There are many categories of mental illness and within each one of those categories there are symptoms that can take on infinite expressions, often times washing over into other possible diagnosis. For brevity, I'm going to skip making a list of those categories. The main point is: lot's of categories make solving the problem of an ill mind very difficult and to some I’d imagine, impossible. This is something that we have to account for first and foremost.
We have to realize that all of this complexity is a result of a one specific way of thinking called deduction. Deduction is the practice of breaking down the whole into parts so that we can better understand the whole. The problem is: deduction only adds value to the point that we can put everything back together again holistically. If we subtract too much too fast, it’s like taking our car apart and forgetting how to put the pieces back together. Once we go beyond that limit of knowing how to put everything back together we can find our self in a lot of trouble. With a car you end up with some parts working well, some parts left undone and some where you have no clue how to reconnect them at all. With a human being, the more we dissect the faster we die.

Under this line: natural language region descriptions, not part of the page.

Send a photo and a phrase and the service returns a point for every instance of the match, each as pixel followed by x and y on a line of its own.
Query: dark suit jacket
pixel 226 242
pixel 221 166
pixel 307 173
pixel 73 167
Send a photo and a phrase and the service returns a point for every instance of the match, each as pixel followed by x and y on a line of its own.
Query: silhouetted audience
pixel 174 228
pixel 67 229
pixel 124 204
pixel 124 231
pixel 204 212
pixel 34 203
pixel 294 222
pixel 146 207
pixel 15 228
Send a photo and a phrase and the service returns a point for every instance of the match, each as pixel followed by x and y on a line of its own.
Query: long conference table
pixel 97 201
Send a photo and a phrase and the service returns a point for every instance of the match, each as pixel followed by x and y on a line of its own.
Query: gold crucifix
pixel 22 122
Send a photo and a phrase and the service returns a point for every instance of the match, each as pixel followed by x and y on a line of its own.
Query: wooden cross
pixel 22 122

We can see this problem of deduction in our collective society as an accumulation of information. The more we deduce as a collective society the more information becomes available for everyone to get lost in. Our corporations have specialized labor to the point of a metaphorical knife and directed that force to dissect the world in every imaginable direction and now that everything has been cut up and divided nobody can figure out how it's all supposed to fit together. To keep with the car analogy, it’s like we've all become experts at creating parts without understanding what to do with them. Now, in our case, it’s not the engine of a car that we can’t get working properly; it’s our collective mind. From the point of view of deduction our minds are so complex and mysterious that we don’t have a clue how to fit the parts of our mind into a holistic view of the body. The result: Mental illness appears to be an unsolvable problem.

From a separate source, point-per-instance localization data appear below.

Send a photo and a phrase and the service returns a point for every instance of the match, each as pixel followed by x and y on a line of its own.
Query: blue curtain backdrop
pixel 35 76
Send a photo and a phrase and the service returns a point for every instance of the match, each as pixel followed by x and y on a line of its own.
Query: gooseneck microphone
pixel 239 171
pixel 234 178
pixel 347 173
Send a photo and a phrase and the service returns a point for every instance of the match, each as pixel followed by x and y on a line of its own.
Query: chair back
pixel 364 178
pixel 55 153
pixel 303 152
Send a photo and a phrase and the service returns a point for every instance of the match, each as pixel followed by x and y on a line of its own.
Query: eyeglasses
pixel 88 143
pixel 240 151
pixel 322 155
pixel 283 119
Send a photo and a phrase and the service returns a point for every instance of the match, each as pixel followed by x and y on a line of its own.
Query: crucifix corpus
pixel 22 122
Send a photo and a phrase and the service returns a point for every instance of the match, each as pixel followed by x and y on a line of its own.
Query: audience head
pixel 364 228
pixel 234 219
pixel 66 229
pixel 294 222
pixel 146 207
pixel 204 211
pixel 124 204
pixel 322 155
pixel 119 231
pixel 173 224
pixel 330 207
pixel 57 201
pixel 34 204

The lesson is: deduction is required and helpful, but only up to a point. The limit of its value is equal to our ability to re-conceptualize the whole. If we are unable to create a new conception of the whole after boring down to the end then we have to zoom out and begin again. The problem is: the majority of the people who are interested in these topics are too specialized. There are too many truths to account for across too many fields of knowledge that our minds literally cannot hold a holistic point of view without adding in another question of complexity. Solving the problem then, (if there is a solution) requires that we find a way to sort through complexity in order to discover simplicity.